Ülkenin lideri ve ittifakının en önemli destekçisi siyasi liderlerin “namussuz, adi, alçak, sefil, hain” vb. kelimeleri vatandaşlara rahatlıkla sarf etmesinde benim bir kabahatim var mı? Bu rahatlığı nereden buluyorlar?
Ülkenin din işlerinden sorumlu yüksek kurumunun; depremzede çocukların evlatlık alınmasına dair görüşü sorulduğunda, üzerine bir de “Evlat edinenle evlatlık arasında evlenme engeli yoktur” şeklinde -sorulmadığı halde- görüş beyan etmesinde benim duruşumun bir etkisi var mı?
Bütün bu sorulara yönelik “iyi de; bunları ben desteklemiyorum ki? Ayrıca ben ne yapabilirim?” çıkışlarını yapıyorsak eğer Almanya ile aramızdaki fark nereden geliyor?

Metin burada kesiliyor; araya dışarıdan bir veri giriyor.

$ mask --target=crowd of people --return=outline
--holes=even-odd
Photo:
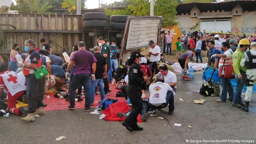
[[[170,54],[174,37],[169,31],[164,35],[166,54],[170,49]],[[214,88],[214,93],[211,96],[220,96],[217,102],[232,101],[233,106],[248,112],[252,86],[256,82],[255,38],[199,31],[192,34],[189,32],[177,40],[175,44],[176,57],[184,70],[182,78],[191,79],[186,73],[189,61],[192,60],[193,56],[196,56],[196,62],[198,62],[200,59],[202,63],[201,52],[207,50],[208,65],[219,69],[219,71],[224,66],[231,66],[237,83],[234,91],[229,78],[223,75],[221,78],[221,93],[219,85],[209,82]],[[43,99],[49,90],[65,93],[66,100],[69,102],[67,106],[71,109],[75,108],[75,98],[78,98],[78,102],[81,102],[83,101],[82,96],[83,95],[85,111],[89,111],[94,105],[95,94],[100,95],[101,101],[98,102],[101,102],[109,94],[111,89],[109,85],[111,83],[117,85],[121,83],[121,92],[125,99],[131,103],[130,111],[117,114],[120,117],[126,117],[122,124],[129,131],[143,129],[137,124],[139,114],[142,114],[141,120],[144,121],[148,118],[150,114],[155,114],[157,109],[168,105],[168,114],[173,113],[177,77],[170,65],[161,62],[161,49],[153,41],[148,42],[149,59],[139,51],[133,51],[127,61],[119,65],[117,60],[120,49],[115,39],[110,42],[102,37],[98,38],[98,46],[95,46],[93,52],[86,50],[84,42],[79,42],[72,48],[70,57],[64,56],[65,63],[60,57],[52,54],[52,49],[45,39],[40,42],[42,44],[40,50],[35,48],[33,40],[25,42],[24,49],[27,53],[20,55],[21,61],[17,56],[19,45],[14,44],[10,52],[11,71],[7,71],[0,56],[2,61],[0,61],[0,97],[4,97],[5,94],[8,96],[9,112],[25,115],[22,120],[34,121],[35,114],[45,114],[43,107],[46,105]],[[182,53],[182,49],[188,51]],[[163,49],[164,53],[165,50]],[[35,69],[42,66],[46,68],[48,74],[38,79]],[[244,104],[241,92],[245,85],[247,90]],[[7,92],[5,94],[4,89]],[[149,90],[149,96],[145,94],[144,91],[147,89]],[[16,107],[15,102],[21,98],[27,102],[27,110],[22,107]]]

“Milli İrade” farkı diyebiliriz. Almanya’da da, Türkiye’de de milli irade çok güçlü. Hatta Almanya’nın bizi “kıskanabileceği” kadar yüksek bir milli irade gücü var galiba… “Halk Egemenliği” olan bir ülkede, yukarıda bahsettiğim olaylar bu kadar rahat gerçekleşiyorsa aklıma başka bir ihtimal gelmiyor.